I posted yesterday about how, at the urging of the Freedom From Religion Foundation, Penn State officials had removed Bibles from campus-owned hotel rooms.
I wrote about that because that’s what FFRF was told:
FFRF received word Sept. 3 from the general counsel at Pennsylvania State University that bibles have been removed from the Nittany Lion Inn and the Penn Stater Conference Center Hotel in State College.
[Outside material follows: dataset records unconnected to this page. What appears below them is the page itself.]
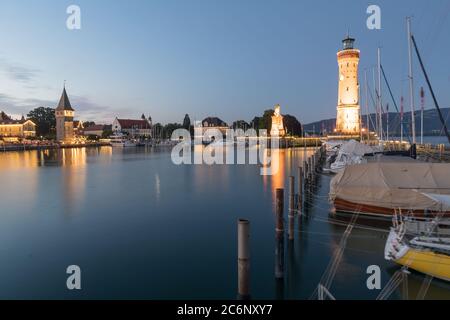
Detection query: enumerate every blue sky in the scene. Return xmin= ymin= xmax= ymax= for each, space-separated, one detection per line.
xmin=0 ymin=0 xmax=449 ymax=125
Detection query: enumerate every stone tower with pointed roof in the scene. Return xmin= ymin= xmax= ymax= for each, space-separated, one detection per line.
xmin=55 ymin=86 xmax=75 ymax=142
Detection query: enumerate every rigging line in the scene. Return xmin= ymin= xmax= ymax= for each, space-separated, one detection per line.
xmin=439 ymin=108 xmax=450 ymax=138
xmin=366 ymin=82 xmax=381 ymax=132
xmin=416 ymin=275 xmax=434 ymax=300
xmin=423 ymin=1 xmax=450 ymax=60
xmin=411 ymin=35 xmax=450 ymax=144
xmin=376 ymin=270 xmax=403 ymax=300
xmin=309 ymin=211 xmax=359 ymax=299
xmin=313 ymin=216 xmax=390 ymax=234
xmin=381 ymin=65 xmax=412 ymax=144
xmin=323 ymin=213 xmax=359 ymax=289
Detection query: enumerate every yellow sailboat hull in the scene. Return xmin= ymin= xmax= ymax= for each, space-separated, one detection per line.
xmin=395 ymin=249 xmax=450 ymax=282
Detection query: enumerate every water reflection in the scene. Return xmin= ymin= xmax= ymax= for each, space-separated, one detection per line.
xmin=0 ymin=147 xmax=113 ymax=169
xmin=0 ymin=147 xmax=449 ymax=299
xmin=155 ymin=174 xmax=161 ymax=201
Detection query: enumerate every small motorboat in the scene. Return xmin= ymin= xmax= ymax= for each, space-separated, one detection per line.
xmin=110 ymin=134 xmax=137 ymax=147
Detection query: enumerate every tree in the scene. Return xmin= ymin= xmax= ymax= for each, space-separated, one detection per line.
xmin=163 ymin=123 xmax=183 ymax=139
xmin=102 ymin=128 xmax=113 ymax=139
xmin=283 ymin=115 xmax=303 ymax=137
xmin=232 ymin=120 xmax=250 ymax=130
xmin=153 ymin=123 xmax=163 ymax=139
xmin=27 ymin=107 xmax=56 ymax=137
xmin=83 ymin=121 xmax=96 ymax=128
xmin=183 ymin=114 xmax=191 ymax=130
xmin=250 ymin=117 xmax=261 ymax=129
xmin=261 ymin=109 xmax=275 ymax=131
xmin=0 ymin=111 xmax=12 ymax=121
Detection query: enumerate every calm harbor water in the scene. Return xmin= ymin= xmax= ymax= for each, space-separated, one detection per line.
xmin=0 ymin=145 xmax=449 ymax=300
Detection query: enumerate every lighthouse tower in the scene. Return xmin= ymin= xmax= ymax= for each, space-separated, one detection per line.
xmin=336 ymin=36 xmax=360 ymax=134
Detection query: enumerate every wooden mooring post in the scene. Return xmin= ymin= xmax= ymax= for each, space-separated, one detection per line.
xmin=297 ymin=166 xmax=303 ymax=214
xmin=312 ymin=154 xmax=316 ymax=177
xmin=275 ymin=188 xmax=284 ymax=233
xmin=303 ymin=160 xmax=308 ymax=183
xmin=288 ymin=176 xmax=295 ymax=241
xmin=308 ymin=157 xmax=313 ymax=183
xmin=237 ymin=219 xmax=250 ymax=299
xmin=275 ymin=188 xmax=285 ymax=279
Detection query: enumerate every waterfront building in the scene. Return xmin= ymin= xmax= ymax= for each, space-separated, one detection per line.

Both are run by the university.
[FFRF Co-President Annie Laurie] Gaylor added, “So we’re grateful to Penn State for making this decision to respect all its hotel guests and stay above the religious fray.”
Here’s what I imagine happened after that:
Christians everywhere began complaining about how the university bowed down to atheists and removed bibles from the hotels (not the rooms) because the people who complain about things like this never bother to get a full understanding of the situation — or the First Amendment, for that matter. (We saw that ignorance on full display last week after a high school football game, too.)
It led to Lisa M. Powers, the director of Penn State’s office of strategic communications, telling the Christian Post that people need to back the fuck off (I’m paraphrasing) because the Bible is still available to anybody who wants it. Just not in the rooms. Just like it should be:
“The Bibles have not been removed from our hotels. The decision to make Bibles and other publications available in our libraries and other public access areas was made in mid-summer,” said Powers. “There are still Gideon Bibles at our facilities and they have been there for decades. We do not have a specific date for when they originated.”
While the Bibles are not in “individual guest rooms,” they remain “available in our public access areas” for “those who wish to use them,” explained Powers.
The headline for the article — “Penn State Denies Removing Bibles From Hotels Following Atheist Complaint” — makes it sound like FFRF lied about what they said and Penn State had to set the group straight. That’s not the case at all.
Penn State did the right thing and FFRF explained it correctly in their news release. The problem, I’m assuming, is that many Christians don’t have any clue what’s going on and they just feel the need to complain about something because they think their rights are under attack. Somehow.